This post has been edited to fix all of the disability related grammar issues. Sorry it took so long.
A lot of women bloggers took the weekend to write reflections about their fathers. Many were filled with ambivalence, pain, and resolution. Some showed the courage of the phoenix rising out of natal ashes. Many natal families are the first place we learn fear, violation, betrayal, and violence; these stories, and being able to tell them without judgment, are woven into a feminist commitment to ensure equality for young girls and women around the world. But when it comes time to talk about families, I feel like the thin girl complaining she is not plump enough or that she cries in front of her mirror too. I’m sure she does, but given the amount of body policing and psychologically damaging labels of ugly, lazy, and unlovable larger girls labor under it is hard to give skinny an ounce of sympathy. And so, like skinny, I keep my mouth shut. You see, my stories about my father are about systems of oppression not the scary man who we fear coming home from work, having too many beers on Sunday, or stumbling into the “wrong room” at night. My father taught me to be strong and wise and politically committed. His failing was in sending me out into a world of middle class people with working class revolutionary commitments and ethics. And our shared lack of compromise with polite people has led to our shared careers as the hard core wing of academe and social service, too smart to toss and to different to be included.
I could tell you stories about how my father missed my birth because he wasn’t the same color as my mother so the staff told her he’d gone out for a smoke and they couldn’t find him. I could tell you about the time that a group of men beat him bloody on his way home because they didn’t think he deserved to be in our family. And I could tell you the look on my first boyfriend’s face when he came to my house and met my father or the way the gf and my dad bonded to my mother’s chagrin. I could tell you these stories and watch you guess at whether he was lighter or darker than me and my mother. Watch you wonder if my stories of outside oppression color my ability to see it inside my home. But the thing is, my tears, though real. are not your tears and my father is still my hero.

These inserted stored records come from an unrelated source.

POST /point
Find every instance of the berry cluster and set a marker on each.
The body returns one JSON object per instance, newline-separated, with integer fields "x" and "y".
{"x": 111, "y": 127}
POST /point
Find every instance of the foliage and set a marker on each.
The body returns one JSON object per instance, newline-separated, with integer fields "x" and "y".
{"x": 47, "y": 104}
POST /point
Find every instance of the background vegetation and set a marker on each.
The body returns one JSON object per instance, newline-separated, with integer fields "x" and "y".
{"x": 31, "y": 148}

So if I were to tell you a story about my dad, it would be about how such a strong man and brilliant mind inspired me to be better than I am. It would be about his escapades putting his life and his career on the line to stand up for Chicano rights, Black Pride, and the American Indian Movement. It would be about the bad-ss days of old when he and Angel Davis were in the trenches together instead of contrasted by hallowed halls. And it would be about how at the end of his life, this man is disrespected almost daily by young, white, gay and lesbians, and upper middle class white heterosexual couples and college kids who call him the “Man” while they mock him, antagonize him, refuse to serve him at restaurants and grocery stores, all the while waiting for him to die so they can tell their friends to buy up his house and own the whole block. It would be about how the onset of dimentia is making their disrespectful crazy-making around him seem legitimate to police and is transforming my dad from the kind soul who carried a big stick to the raging “old fool” on his porch in shorts in the middle of winter.
Then instead of lamenting how little he cared for me as a child, like so many others have done this weekend, I would have to tell you how sometimes I cry at the utter lack of control I have over how he is treated by those “neighbors” who think they are so progressive and so much more oppressed than he. I would have to trust you to understand that my PhD does not buy me the privilege to stare down the cops who ignore his calls or the neighbors who mock him. I’d have to trust you to know that the money I make may stop them from stealing his home out from under him as they did to black elders on the block, but it will never buy him security or the respect that he has earned but they still refuse to give. I might even have to tell you how I rage like an angry black woman at some of those people as they stand there shrouded in their white innocence, pointing and using my anger to justify their fear and hatred.
So no my dad is not the boogie man. I don’t have to swallow childhood shame to take him out to breakfast on Father’s Day or pretend my girlfriend is my roommate.
And so I keep my mouth shut. Because I know what a privilege it is to have a father, a real one, and not just some terror in the shadows who once donated his seed.
Perhaps this little glimpse into my life tells you why it is that every Father’s Day I post pictures of loving dad’s doting on their children and encourage us all to remember the fathers we did have, whether natal or chosen, who helped us find our way.